見たくない
只野夢窮
本文
僕の高校の文芸部には、先輩につけられたあだ名で呼び合うというルールがあった。なぜそうなったのかは知らない。僕たちの先輩も、さらにその先輩からあだ名をつけられていた。僕たちも、後輩たちにあだ名をつけた。だから、この陰キャ部活動の紅一点に、よりにもよってサイコバニーだなんて言うあだ名がついているのも、そういうことだ。
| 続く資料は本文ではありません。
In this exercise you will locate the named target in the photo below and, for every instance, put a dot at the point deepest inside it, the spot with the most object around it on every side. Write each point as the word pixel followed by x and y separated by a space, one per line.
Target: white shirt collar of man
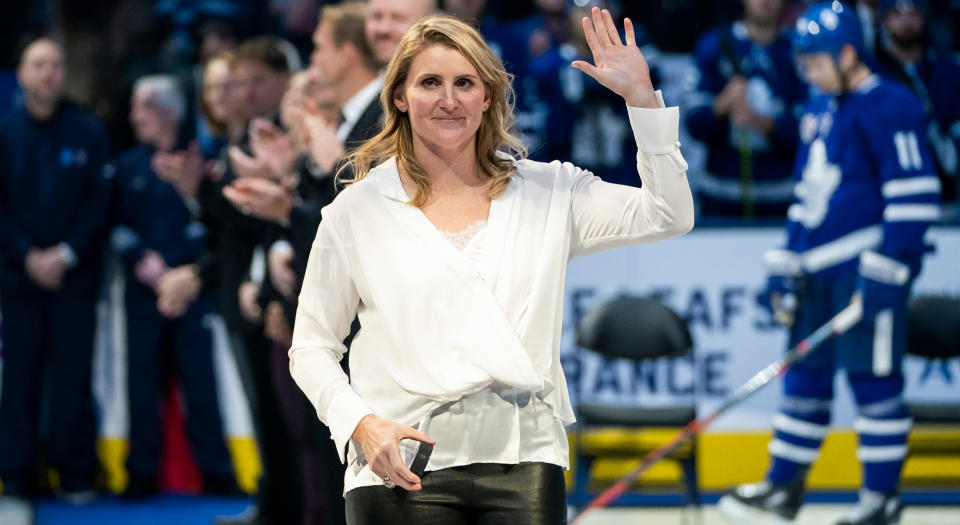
pixel 357 104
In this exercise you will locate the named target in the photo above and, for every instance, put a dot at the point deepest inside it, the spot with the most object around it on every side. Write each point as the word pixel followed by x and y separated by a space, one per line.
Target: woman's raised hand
pixel 618 66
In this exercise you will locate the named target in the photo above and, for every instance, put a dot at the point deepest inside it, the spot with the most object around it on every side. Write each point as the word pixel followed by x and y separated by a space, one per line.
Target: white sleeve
pixel 328 305
pixel 607 216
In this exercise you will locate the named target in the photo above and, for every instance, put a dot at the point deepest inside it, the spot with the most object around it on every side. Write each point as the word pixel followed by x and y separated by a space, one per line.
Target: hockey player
pixel 866 194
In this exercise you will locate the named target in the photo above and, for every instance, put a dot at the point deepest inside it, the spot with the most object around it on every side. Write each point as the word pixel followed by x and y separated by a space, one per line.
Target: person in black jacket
pixel 53 199
pixel 155 232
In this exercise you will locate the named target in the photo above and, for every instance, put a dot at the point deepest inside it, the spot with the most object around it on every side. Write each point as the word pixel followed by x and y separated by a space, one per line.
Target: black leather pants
pixel 478 494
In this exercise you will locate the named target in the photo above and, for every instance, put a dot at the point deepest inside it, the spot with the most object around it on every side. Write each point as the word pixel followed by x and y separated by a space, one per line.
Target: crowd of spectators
pixel 210 142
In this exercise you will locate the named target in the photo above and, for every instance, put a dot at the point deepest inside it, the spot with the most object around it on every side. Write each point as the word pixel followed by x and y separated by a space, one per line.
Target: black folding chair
pixel 638 329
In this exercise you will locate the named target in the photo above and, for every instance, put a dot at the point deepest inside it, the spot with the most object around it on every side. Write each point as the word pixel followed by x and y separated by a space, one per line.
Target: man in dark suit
pixel 345 63
pixel 53 199
pixel 346 68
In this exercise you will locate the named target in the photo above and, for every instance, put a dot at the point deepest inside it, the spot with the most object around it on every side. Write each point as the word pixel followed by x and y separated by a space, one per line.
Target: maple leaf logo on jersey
pixel 820 179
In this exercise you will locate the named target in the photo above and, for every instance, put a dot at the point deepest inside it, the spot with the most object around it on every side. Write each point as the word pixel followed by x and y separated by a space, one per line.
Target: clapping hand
pixel 324 147
pixel 177 289
pixel 184 170
pixel 273 147
pixel 46 267
pixel 619 67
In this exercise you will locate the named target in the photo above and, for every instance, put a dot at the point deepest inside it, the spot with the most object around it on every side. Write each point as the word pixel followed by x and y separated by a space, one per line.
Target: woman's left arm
pixel 607 215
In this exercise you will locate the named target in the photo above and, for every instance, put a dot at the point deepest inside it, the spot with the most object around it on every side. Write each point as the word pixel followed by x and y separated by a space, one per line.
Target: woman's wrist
pixel 642 97
pixel 357 430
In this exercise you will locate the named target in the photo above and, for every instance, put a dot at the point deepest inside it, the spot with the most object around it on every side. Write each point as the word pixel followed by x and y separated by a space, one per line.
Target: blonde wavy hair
pixel 495 135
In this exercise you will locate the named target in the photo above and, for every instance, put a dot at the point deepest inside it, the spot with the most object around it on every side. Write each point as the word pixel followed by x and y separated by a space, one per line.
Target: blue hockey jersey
pixel 865 179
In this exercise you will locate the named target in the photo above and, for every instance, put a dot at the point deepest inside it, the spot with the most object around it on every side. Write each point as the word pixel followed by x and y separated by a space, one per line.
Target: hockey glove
pixel 783 284
pixel 882 283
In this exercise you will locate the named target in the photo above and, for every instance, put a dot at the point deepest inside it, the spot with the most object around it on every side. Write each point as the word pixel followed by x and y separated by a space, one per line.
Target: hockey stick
pixel 839 324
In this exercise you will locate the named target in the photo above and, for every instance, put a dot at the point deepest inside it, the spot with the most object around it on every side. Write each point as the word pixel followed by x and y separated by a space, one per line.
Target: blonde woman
pixel 452 251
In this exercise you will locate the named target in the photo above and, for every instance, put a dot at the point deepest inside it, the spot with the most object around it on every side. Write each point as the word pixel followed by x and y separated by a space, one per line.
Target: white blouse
pixel 437 329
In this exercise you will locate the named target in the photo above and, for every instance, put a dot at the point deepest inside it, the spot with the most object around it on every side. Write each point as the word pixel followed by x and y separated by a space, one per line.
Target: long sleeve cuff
pixel 345 412
pixel 655 130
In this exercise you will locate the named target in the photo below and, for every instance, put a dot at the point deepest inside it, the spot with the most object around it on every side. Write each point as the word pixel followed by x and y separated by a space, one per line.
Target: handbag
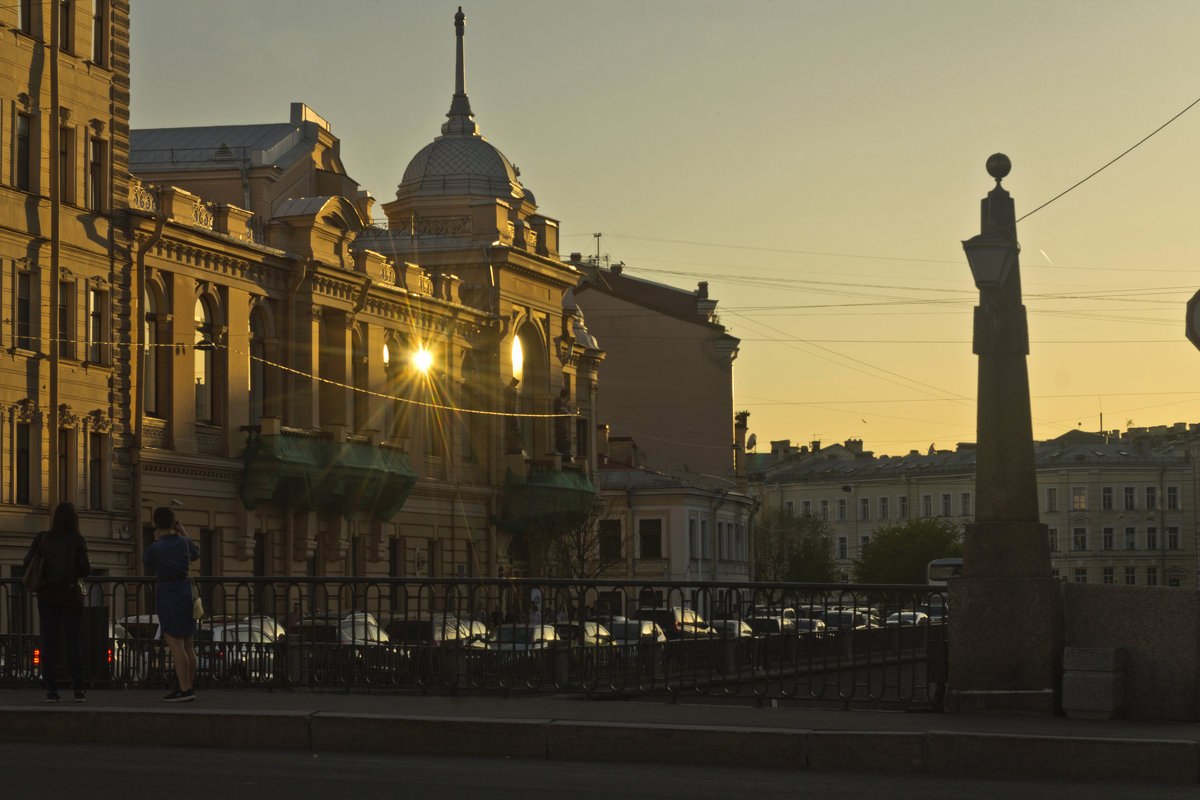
pixel 35 573
pixel 197 603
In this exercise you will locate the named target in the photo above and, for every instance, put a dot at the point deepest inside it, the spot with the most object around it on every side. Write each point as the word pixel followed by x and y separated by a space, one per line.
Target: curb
pixel 933 752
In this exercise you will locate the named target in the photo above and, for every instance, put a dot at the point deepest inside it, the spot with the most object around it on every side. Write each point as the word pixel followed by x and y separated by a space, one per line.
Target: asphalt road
pixel 100 773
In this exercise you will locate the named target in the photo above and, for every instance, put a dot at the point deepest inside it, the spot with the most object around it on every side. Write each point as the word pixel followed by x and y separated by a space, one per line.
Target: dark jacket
pixel 66 558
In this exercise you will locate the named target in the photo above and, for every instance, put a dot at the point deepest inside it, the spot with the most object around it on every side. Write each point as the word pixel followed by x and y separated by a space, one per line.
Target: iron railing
pixel 439 636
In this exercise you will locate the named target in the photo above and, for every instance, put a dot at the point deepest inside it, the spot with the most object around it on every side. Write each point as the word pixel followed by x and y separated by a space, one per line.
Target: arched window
pixel 153 354
pixel 359 380
pixel 257 367
pixel 204 347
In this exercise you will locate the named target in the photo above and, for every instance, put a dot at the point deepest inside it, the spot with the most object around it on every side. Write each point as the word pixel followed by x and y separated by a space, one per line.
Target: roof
pixel 219 146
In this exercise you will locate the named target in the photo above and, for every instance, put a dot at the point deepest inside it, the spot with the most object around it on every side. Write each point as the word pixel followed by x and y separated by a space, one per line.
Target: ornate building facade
pixel 316 394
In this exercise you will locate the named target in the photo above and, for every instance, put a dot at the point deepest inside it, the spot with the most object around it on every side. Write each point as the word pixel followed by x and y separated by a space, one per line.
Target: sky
pixel 817 163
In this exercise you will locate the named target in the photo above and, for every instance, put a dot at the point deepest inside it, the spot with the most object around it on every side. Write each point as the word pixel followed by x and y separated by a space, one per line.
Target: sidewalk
pixel 573 728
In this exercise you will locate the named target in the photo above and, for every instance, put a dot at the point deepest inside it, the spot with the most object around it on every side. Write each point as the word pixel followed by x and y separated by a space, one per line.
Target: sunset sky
pixel 817 163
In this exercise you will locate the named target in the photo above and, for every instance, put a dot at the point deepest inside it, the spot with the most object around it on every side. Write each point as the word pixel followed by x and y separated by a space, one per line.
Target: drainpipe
pixel 139 358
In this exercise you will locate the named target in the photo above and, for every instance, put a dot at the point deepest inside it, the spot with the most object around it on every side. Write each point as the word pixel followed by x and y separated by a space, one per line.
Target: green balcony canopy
pixel 318 475
pixel 545 499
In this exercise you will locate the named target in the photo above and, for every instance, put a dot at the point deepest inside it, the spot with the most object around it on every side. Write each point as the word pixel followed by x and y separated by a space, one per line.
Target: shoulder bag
pixel 35 573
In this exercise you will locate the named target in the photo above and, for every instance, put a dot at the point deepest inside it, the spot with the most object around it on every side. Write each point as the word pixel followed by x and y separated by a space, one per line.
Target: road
pixel 102 773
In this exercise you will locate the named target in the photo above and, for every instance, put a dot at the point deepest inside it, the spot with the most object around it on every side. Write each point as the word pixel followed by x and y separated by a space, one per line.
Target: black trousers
pixel 57 618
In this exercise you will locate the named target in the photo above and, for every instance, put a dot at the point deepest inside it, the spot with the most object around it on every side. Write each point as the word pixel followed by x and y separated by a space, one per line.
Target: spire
pixel 461 119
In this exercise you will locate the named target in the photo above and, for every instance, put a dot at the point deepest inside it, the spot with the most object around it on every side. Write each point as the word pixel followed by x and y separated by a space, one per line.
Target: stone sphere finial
pixel 999 166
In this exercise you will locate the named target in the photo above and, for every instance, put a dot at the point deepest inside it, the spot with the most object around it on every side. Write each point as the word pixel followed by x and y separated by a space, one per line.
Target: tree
pixel 793 549
pixel 900 553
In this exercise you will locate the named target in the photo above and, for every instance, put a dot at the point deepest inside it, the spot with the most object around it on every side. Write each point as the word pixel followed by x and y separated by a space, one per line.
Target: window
pixel 25 17
pixel 150 391
pixel 649 537
pixel 66 164
pixel 22 449
pixel 67 332
pixel 65 37
pixel 100 32
pixel 1079 539
pixel 97 326
pixel 23 176
pixel 203 362
pixel 610 540
pixel 96 459
pixel 96 182
pixel 24 311
pixel 66 464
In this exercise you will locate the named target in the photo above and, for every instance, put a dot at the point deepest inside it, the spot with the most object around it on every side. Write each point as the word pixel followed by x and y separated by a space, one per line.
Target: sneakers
pixel 179 696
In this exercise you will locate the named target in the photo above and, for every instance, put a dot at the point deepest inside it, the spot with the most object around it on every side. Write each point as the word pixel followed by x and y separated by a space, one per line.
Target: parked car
pixel 731 629
pixel 845 620
pixel 519 636
pixel 677 623
pixel 635 631
pixel 235 651
pixel 586 635
pixel 772 626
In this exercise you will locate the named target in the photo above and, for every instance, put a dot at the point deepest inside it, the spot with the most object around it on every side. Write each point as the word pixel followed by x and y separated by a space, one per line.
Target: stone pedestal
pixel 1006 644
pixel 1093 683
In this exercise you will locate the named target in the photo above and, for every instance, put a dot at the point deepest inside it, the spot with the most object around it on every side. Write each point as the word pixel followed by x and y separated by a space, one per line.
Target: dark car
pixel 677 623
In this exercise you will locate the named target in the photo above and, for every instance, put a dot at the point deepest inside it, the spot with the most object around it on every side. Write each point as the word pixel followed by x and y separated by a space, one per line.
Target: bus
pixel 939 570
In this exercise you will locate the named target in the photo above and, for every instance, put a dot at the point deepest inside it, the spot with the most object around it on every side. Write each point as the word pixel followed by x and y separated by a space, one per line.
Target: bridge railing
pixel 490 636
彼女の性格は別にサイコパス的でもなんでもなかった。そもそも僕らの代は三人しかいなかった。”フォックス”、”サイコバニー”、そして僕のあだ名は――――いやいや、そんなこと重要じゃないだろう。
僕らが二年生になり、先輩たちが春の文化祭で引退した後、フォックスが部長になった。何のことはない。押しに弱かっただけだ。僕はそもそも部活を掛け持ちしてたし、サイコバニーが「お願い」って頼んだら、フォックスには断れなかった。それだけだ。
フォックスとサイコバニーが付き合い始めたことを知ったのは後輩たちより遅かった。僕は元来、そういった惚れた腫れたには疎いのだ。けれども部活中にも、また昼休みにも、サイコバニーがぺったりとくっついてはフォックスが顔を赤くするのをたまに見かけて、なるほどと思った。サイコバニーは美人だった。だから少しだけ羨ましいと思った。けれども、生徒指導の教員にチクるほど、卑しい人間ではなかった。
たまに地元の文芸誌に寄稿したり、年に二度文集を出したり、僕らの活動はその程度で、たいしてカネのかかることをしているわけでもなかったから部費も乏しくて、そもそも集中して書くなら家のPCを使ったほうが早くて、だから僕らの部活動と言えば夕日の差し込む教室でダベったり、しょうもない議論を戦わせていたりすることが主だった。高校生というのは、ましてや文芸部に入って文章を長々と書いたりするようなやつは、自分が世界で一番賢いと思い込んでいて、それでいて傷つきやすさだけは本当に世界で一番だったりするのだ。けれどもサイコバニーは決してフォックスの言うことを否定することはなかった。
サイコバニーはフォックスをおちょくった。笑った。指さした。からかった。ある時などは胸を押し付けてみたことすらある。けれども、一度も否定はしなかった。
僕らが引退する前の最後の、文化祭に出す文集。乏しい部費で地元の印刷屋に頼んで数十部程度刷った凡作たち。もちろん、文芸部全員に一冊ずつ配られた。フォックスとサイコバニーは共作として恋愛ものを書いていた。違う。こんなの恋愛ものじゃない。彼らの日常をそのまま書き下しただけだ。小説”風”にしただけだ。心の中がもじゃもじゃした。
誰もいなくなった教室で、二人の共作のページだけ千切って捨てた。